But, there is a very unfortunate blemish, litter. Bottles, cans, fast food containers, discarded household goods—the list seems endless. Litter is a fact of life. Living with it shouldn’t be.

Warnings and fines and admonitions seem to make little difference. Talbot County law, for example, states: “It shall be the duty of every person as owner, occupant, lessee or agent in charge of land lying within the unincorporated areas of the County, …………, not to allow litter to be deposited or to accumulate, either temporarily or permanently, on such lands…………….” And we have all seen those signs that promise $1,000 fines for anybody caught littering. If law enforcement regularly penalizes either litterers or those that allow it to accumulate on their rights-of-way I am unaware of it.

Recently I became aware of actions in a county not too far from ours. Harford County has an active local program including Adopt-a-Road. Its web site claims that the Adopt-a-Road initiative has accomplished the following: “Total Signed Contracts: 145; Road Miles Serviced: 800; Pounds of Solid Waste Collected: 72,575; Pounds of Recyclables Collected: 18,600 pounds.” There is a State program called Adopt-a-Highway that includes Talbot and Kent counties (a few signs are evident) but when I asked about local government involvement in Talbot I was told there was none.

Many of us have been involved in pickup litter efforts. I am always amazed at how much is picked up and how quickly litter begins to show up along those same rights-of-way. Can you imagine our museums with their exhibits of the images we value allowing litter to despoil the galleries?

And I am convinced litter begets litter. Threatening signs don’t seem to curb littering—what about clear evidence that our neighbors value the natural beauty that has drawn many of us to the Eastern Shore.
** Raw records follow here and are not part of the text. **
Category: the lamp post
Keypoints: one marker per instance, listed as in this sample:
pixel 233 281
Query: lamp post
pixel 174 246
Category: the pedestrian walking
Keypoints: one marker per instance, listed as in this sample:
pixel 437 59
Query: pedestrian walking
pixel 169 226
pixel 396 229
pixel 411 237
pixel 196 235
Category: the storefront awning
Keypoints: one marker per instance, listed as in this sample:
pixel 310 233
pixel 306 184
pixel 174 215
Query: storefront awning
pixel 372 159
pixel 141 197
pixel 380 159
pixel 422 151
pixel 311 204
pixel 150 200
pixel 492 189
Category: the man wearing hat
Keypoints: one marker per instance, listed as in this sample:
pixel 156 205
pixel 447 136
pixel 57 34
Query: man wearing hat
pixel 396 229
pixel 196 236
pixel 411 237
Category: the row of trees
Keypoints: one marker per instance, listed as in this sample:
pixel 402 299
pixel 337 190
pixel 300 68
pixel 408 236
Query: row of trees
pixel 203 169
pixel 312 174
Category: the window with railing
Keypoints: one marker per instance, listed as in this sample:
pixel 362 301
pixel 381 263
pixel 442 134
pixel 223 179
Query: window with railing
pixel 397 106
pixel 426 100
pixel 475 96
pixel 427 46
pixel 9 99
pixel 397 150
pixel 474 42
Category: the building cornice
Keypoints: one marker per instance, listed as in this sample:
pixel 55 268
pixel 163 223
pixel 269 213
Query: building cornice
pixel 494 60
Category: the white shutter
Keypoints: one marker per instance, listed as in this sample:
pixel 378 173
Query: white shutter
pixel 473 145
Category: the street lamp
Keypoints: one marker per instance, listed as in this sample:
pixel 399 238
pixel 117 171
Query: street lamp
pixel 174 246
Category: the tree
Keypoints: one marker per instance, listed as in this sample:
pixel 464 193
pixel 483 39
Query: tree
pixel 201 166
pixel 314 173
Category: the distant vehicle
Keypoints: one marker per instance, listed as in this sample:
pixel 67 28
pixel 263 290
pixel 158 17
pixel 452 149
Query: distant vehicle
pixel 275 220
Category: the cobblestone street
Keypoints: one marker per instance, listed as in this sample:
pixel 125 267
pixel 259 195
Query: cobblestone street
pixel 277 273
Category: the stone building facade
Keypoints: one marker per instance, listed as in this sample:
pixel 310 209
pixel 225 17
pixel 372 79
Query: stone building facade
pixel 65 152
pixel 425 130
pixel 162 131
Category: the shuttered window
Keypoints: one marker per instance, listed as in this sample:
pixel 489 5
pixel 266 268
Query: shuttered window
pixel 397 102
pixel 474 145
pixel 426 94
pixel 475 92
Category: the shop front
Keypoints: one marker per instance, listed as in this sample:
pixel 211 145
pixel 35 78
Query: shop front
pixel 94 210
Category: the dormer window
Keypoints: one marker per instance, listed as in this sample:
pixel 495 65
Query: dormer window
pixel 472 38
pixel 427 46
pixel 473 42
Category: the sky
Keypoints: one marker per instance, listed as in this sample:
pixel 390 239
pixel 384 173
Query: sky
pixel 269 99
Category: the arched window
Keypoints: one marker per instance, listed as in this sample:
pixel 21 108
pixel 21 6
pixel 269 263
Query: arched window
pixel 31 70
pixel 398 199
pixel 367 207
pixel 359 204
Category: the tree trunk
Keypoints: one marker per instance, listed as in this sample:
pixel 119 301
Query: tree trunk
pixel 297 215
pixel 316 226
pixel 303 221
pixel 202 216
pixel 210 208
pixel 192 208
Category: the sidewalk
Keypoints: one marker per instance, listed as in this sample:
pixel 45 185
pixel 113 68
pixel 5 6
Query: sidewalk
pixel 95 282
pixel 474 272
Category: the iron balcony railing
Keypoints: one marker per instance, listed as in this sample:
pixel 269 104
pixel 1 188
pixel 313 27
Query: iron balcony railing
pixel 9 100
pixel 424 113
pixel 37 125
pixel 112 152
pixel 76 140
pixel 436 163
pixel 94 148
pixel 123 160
I think it would have persuasive effect.

As 2019 begins and a new county council and commissioners take office in Kent and Talbot County, please add an active litter program to the priorities. I feel confident that a mix of public and private initiative can allow natural beauty the showcase it has chosen.

Al Sikes is the former Chair of the Federal Communications Commission under George H.W. Bush. Al recently published Culture Leads Leaders Follow published by Koehler Books.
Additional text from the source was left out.